As we look into next year and through the remainder of this year, we're excited to be able to, first of all, start doing work in with ADNOC in Abu Dhabi. We've made those visits. We've got some good history with some tools that we run there through a large ServCo that had very good performance. But again, we needed to get those ISO qualifications that we now have in place. So as our tech team, as we've been building that -- we've mentioned on previous calls, we don't consider ourselves a sales and marketing company. We're heavily weighted towards tech and operations and fabrication. And we have been building a team now that's been building a very strong database. As we look at the tool runs that we've had in Oman, in Kuwait, and even the tool runs that we've had in Saudi Arabia and Abu Dhabi prior to being essentially penalized for not having our ISO requirements, the Drill-N-Ream product line performs very, very well in the MENA region, just like it does here in the U.S. But I think the big opportunity there is the fact that when you look at the MENA region, the Drill-N-Ream was introduced into the vertical section of the wellbore.

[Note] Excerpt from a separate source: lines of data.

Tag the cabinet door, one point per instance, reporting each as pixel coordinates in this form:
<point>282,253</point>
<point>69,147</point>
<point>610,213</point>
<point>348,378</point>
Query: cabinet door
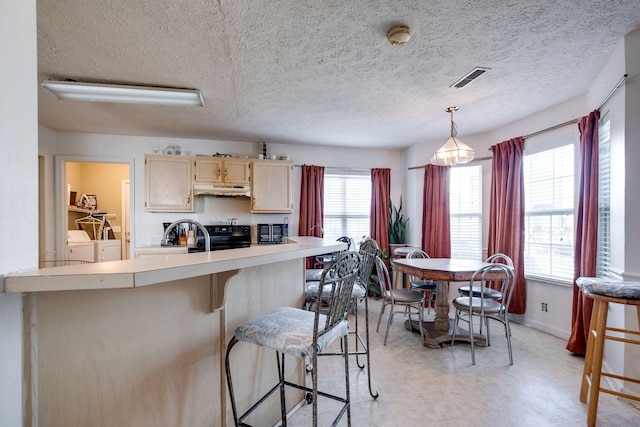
<point>167,184</point>
<point>237,171</point>
<point>271,186</point>
<point>207,171</point>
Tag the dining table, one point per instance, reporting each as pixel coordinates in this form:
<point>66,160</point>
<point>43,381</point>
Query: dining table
<point>442,271</point>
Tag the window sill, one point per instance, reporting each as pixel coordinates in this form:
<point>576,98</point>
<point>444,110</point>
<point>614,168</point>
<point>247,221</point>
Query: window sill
<point>548,280</point>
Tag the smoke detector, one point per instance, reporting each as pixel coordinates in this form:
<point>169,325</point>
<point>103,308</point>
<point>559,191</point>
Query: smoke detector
<point>399,35</point>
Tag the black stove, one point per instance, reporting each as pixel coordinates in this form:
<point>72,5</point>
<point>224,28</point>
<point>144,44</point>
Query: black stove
<point>220,237</point>
<point>224,237</point>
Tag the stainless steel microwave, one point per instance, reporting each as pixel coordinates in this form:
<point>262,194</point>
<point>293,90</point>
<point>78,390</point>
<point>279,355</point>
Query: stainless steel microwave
<point>272,233</point>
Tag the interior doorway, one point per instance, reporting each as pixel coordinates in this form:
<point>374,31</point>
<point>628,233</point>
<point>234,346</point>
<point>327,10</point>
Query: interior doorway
<point>87,181</point>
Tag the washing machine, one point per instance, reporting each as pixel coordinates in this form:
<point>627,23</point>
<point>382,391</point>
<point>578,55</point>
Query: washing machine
<point>80,247</point>
<point>107,250</point>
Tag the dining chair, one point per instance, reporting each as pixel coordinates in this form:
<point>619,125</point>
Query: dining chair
<point>423,285</point>
<point>490,292</point>
<point>484,307</point>
<point>313,274</point>
<point>407,298</point>
<point>303,333</point>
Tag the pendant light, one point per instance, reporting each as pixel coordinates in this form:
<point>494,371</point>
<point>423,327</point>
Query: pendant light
<point>453,151</point>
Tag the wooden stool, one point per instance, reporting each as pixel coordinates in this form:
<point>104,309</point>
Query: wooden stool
<point>595,348</point>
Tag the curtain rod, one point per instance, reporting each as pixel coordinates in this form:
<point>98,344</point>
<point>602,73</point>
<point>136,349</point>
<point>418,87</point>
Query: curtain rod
<point>346,168</point>
<point>558,126</point>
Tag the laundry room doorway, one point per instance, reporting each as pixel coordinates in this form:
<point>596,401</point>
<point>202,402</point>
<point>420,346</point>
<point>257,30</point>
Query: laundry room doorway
<point>92,196</point>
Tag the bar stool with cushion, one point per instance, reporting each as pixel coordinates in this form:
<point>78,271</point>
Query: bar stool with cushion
<point>605,292</point>
<point>368,251</point>
<point>303,333</point>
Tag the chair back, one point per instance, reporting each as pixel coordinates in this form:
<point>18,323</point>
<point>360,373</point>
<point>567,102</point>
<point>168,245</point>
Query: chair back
<point>484,276</point>
<point>383,276</point>
<point>416,253</point>
<point>348,240</point>
<point>368,251</point>
<point>339,277</point>
<point>500,258</point>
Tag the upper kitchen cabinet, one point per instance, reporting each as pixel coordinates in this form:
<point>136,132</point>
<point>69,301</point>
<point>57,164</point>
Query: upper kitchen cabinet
<point>271,186</point>
<point>167,184</point>
<point>221,170</point>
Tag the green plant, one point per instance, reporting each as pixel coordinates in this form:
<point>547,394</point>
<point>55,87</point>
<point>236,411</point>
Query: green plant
<point>397,223</point>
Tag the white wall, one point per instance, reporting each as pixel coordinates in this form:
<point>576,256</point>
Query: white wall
<point>209,210</point>
<point>19,189</point>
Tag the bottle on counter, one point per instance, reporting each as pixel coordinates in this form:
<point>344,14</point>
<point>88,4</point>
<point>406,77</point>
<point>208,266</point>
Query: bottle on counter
<point>191,239</point>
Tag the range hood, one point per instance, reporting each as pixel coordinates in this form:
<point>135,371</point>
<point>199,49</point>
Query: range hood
<point>221,190</point>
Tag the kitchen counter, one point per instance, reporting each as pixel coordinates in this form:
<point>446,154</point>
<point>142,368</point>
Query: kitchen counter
<point>142,342</point>
<point>159,269</point>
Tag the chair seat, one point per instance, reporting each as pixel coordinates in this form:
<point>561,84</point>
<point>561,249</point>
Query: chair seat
<point>488,292</point>
<point>289,330</point>
<point>402,296</point>
<point>488,306</point>
<point>424,285</point>
<point>312,290</point>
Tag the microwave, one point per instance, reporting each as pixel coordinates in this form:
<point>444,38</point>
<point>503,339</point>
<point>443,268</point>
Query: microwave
<point>272,233</point>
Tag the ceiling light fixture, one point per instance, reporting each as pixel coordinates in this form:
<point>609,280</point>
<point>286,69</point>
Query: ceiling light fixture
<point>453,151</point>
<point>128,94</point>
<point>399,35</point>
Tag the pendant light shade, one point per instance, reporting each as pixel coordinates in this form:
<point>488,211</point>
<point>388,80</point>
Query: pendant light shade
<point>453,151</point>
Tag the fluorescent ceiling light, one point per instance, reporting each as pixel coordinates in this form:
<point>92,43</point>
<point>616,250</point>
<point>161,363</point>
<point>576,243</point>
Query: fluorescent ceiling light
<point>95,92</point>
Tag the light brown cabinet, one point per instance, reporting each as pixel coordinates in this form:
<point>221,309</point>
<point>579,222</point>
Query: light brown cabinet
<point>169,181</point>
<point>221,171</point>
<point>167,184</point>
<point>271,186</point>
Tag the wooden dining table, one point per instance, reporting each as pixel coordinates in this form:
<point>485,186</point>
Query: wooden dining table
<point>442,271</point>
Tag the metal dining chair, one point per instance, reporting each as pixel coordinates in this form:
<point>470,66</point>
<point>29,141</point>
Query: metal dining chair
<point>485,307</point>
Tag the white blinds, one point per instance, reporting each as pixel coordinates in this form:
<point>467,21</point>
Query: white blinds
<point>347,203</point>
<point>549,212</point>
<point>465,205</point>
<point>603,261</point>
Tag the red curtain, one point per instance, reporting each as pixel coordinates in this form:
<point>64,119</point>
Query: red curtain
<point>379,218</point>
<point>506,213</point>
<point>586,243</point>
<point>436,234</point>
<point>311,203</point>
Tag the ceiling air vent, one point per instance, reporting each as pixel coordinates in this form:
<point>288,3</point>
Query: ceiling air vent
<point>471,76</point>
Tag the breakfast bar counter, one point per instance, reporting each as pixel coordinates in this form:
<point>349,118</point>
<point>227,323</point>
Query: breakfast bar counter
<point>142,342</point>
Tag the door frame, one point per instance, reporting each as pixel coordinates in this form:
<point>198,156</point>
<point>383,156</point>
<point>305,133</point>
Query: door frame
<point>61,202</point>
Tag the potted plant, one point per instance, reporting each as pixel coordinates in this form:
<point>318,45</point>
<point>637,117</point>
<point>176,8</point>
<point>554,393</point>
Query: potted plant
<point>397,226</point>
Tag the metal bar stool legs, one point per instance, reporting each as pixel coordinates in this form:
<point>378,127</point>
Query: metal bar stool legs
<point>592,374</point>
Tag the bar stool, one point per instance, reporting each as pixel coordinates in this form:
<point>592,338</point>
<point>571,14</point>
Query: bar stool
<point>368,251</point>
<point>303,333</point>
<point>603,292</point>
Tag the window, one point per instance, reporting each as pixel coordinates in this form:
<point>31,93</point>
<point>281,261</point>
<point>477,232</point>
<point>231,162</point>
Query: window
<point>465,206</point>
<point>549,212</point>
<point>347,203</point>
<point>603,259</point>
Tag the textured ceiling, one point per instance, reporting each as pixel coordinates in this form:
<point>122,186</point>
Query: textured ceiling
<point>322,72</point>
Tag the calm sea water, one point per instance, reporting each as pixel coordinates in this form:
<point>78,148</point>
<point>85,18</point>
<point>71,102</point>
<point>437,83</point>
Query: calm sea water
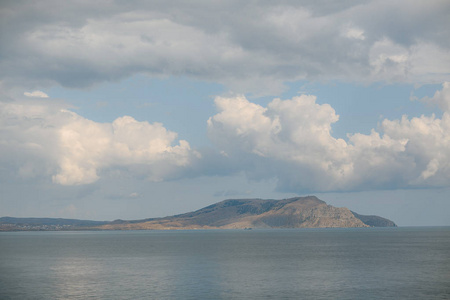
<point>366,263</point>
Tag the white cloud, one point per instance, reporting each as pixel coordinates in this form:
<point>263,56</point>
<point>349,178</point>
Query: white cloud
<point>355,33</point>
<point>47,139</point>
<point>291,140</point>
<point>36,94</point>
<point>256,47</point>
<point>440,98</point>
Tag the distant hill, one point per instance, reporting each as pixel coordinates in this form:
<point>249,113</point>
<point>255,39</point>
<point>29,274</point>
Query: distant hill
<point>298,212</point>
<point>10,223</point>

So we introduced that tool in larger sizes. And so if you can envision a well, a typical well here in the U.S., we drill a vertical, we drill a curve and then we drill a lateral or a horizontal, if you will. And the Drill-N-Ream was designed and built for the laterals that have now turned into extremely long laterals here in the U.S. But when you look at the MENA region, the issues that they have in the upper section of the wellbore is where we've introduced the Drill-N-Ream room to really help out. Now saying that, we've also drilled the two longest laterals in Oman with the Drill-N-Ream. Sorry, the two longest, yes, laterals, horizontals again in Oman. So they are starting to make these curves and starting to lay down and go sideways, and that's where the real benefit of Drill-N-Ream comes in.

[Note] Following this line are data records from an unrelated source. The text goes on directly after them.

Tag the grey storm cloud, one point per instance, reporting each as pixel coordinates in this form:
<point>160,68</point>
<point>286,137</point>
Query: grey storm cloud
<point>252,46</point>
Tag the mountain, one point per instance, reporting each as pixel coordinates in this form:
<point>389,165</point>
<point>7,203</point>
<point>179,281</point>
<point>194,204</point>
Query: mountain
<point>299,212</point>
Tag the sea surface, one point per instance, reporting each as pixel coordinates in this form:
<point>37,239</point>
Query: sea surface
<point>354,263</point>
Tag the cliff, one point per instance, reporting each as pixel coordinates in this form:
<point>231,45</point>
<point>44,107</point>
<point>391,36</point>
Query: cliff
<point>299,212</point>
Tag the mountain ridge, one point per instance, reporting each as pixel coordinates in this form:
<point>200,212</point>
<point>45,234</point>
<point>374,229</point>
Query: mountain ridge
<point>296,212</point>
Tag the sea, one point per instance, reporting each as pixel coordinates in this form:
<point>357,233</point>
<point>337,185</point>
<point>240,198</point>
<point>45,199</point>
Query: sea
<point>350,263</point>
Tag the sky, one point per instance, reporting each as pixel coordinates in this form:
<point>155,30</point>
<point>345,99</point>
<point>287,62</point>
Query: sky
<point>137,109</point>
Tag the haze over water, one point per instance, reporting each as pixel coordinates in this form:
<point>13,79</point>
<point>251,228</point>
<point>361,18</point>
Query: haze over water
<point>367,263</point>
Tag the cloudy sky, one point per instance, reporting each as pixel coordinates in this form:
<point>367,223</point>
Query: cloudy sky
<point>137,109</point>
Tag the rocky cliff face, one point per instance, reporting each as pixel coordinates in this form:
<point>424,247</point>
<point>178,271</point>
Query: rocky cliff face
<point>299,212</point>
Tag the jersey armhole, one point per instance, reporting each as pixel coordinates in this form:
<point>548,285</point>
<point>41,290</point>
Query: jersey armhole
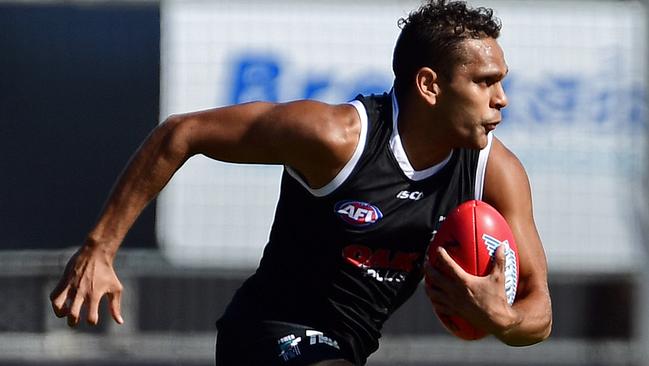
<point>346,171</point>
<point>481,169</point>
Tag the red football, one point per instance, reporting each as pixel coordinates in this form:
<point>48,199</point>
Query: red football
<point>470,234</point>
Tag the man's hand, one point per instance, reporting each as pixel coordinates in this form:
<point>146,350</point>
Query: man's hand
<point>88,276</point>
<point>479,300</point>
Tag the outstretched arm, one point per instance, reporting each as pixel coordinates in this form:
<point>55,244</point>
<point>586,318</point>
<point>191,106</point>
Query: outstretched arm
<point>481,300</point>
<point>313,138</point>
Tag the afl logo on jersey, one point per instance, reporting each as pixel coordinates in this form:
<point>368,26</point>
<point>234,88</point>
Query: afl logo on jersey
<point>358,213</point>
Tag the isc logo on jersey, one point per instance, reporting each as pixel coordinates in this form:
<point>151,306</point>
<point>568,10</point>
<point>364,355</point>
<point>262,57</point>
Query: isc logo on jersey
<point>358,213</point>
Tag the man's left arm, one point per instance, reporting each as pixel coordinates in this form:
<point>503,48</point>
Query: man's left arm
<point>507,189</point>
<point>482,300</point>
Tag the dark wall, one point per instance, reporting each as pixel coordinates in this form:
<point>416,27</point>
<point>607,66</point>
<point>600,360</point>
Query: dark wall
<point>79,90</point>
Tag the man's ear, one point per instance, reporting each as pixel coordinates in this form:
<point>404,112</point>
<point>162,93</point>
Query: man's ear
<point>428,85</point>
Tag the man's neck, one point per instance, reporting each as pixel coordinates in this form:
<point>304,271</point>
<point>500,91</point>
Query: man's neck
<point>424,145</point>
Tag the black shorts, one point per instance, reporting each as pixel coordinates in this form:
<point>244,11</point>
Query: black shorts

So the fact that we started out in the upper section of the wellbore and have proven this tool out in the MENA region with the larger sizes, the 16-inch sizes, the 12-inch sizes, and working our way down to the 8s and the 6s that are so popular here in North America, it's going to be really neat to see how this matures over time in the MENA region. We've mentioned earlier, Chris mentioned about our technology team. We're very pleased with what's going on there. And like I said, the database they're building and the runs that we're being able to now put in there, post run reports and show offsets of before and after our product, is really neat to see. And we're excited to start getting that out there in front of the customers. We have the new service, like our legacy service here, that's going to be happening.

We're looking to kick that off. When we talk about that, it's of course, the bit repair service. We're currently working with some large ServCos on contracts. As we look to kick this off in January, all of the equipment needed for that is in sea cans heading over there, looking to land in the Jebel Ali Port on the 29th of November. So that equipment has been built. We've got a couple of items left to go that will be in another sea can that leaves Vernal, hopefully, next week, and we've got some media blast units that will be going in there and another OD grinder. So the equipment CapEx has been spent. We have a highly-trained team that is really good at this service that will be overlooking and working and living in the MENA region as we kick this off in January.

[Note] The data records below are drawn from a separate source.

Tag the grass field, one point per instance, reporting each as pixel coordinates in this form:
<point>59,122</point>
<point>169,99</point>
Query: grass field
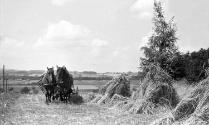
<point>31,109</point>
<point>17,85</point>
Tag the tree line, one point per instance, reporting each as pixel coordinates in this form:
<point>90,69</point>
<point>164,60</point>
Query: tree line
<point>161,51</point>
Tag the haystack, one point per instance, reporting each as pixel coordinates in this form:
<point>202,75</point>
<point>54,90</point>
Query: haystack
<point>155,91</point>
<point>194,108</point>
<point>196,103</point>
<point>117,99</point>
<point>119,85</point>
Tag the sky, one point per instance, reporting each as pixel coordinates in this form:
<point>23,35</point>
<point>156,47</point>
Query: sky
<point>93,35</point>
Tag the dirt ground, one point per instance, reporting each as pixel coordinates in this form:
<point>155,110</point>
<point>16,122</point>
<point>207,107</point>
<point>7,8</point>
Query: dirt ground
<point>32,110</point>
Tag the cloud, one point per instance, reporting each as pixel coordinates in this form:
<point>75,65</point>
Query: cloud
<point>60,2</point>
<point>64,34</point>
<point>144,8</point>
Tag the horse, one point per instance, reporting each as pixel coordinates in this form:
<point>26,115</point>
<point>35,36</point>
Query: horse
<point>65,82</point>
<point>48,83</point>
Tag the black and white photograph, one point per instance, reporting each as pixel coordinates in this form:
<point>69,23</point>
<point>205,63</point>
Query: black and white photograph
<point>104,62</point>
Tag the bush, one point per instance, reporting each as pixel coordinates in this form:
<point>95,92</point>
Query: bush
<point>76,99</point>
<point>25,90</point>
<point>11,89</point>
<point>34,90</point>
<point>1,90</point>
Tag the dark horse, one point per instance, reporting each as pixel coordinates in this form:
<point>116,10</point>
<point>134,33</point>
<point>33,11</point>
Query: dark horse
<point>65,82</point>
<point>48,84</point>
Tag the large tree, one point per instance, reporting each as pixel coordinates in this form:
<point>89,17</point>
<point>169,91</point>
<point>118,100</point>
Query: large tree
<point>161,48</point>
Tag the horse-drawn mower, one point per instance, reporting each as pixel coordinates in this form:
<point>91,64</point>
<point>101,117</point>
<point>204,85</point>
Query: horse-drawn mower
<point>59,87</point>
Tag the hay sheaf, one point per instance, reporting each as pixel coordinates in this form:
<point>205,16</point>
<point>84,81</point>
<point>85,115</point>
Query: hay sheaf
<point>194,108</point>
<point>155,92</point>
<point>119,85</point>
<point>148,98</point>
<point>115,90</point>
<point>197,103</point>
<point>117,99</point>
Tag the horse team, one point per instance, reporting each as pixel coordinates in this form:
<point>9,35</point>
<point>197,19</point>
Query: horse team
<point>57,87</point>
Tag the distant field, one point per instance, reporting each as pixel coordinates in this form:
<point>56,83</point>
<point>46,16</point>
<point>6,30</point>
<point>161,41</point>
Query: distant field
<point>81,84</point>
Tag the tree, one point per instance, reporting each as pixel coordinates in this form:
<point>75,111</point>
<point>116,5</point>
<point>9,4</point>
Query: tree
<point>161,48</point>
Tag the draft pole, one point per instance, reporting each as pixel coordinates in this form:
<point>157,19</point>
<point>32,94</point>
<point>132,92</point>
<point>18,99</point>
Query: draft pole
<point>7,83</point>
<point>3,77</point>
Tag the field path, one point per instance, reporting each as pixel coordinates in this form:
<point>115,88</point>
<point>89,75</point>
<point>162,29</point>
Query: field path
<point>32,110</point>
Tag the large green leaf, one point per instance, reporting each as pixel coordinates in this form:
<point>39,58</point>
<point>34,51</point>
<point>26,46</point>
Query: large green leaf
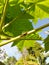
<point>46,41</point>
<point>44,8</point>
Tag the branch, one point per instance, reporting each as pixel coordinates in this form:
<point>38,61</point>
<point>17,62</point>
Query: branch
<point>4,14</point>
<point>46,54</point>
<point>22,35</point>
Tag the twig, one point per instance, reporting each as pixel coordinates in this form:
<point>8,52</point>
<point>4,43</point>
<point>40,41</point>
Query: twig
<point>22,35</point>
<point>4,14</point>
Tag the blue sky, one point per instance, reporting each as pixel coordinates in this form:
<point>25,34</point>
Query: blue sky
<point>14,51</point>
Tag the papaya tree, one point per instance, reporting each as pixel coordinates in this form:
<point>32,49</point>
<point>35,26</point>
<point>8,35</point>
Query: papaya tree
<point>16,18</point>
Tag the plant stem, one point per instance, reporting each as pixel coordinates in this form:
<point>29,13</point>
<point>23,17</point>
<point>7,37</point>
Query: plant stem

So we're really excited to see that now start to mature as well. Again, the ISO certifications that the team got into place, it was a big task. And we now have the 45001, the 9001 and the 14001. So all of these things are in place along with a new, large Drill-N-Ream inventory. So we're looking to start seeing the benefits of all of this as we finish out Q4 and roll into Q1. But with that being said, I'm going to turn it over to some Q&A.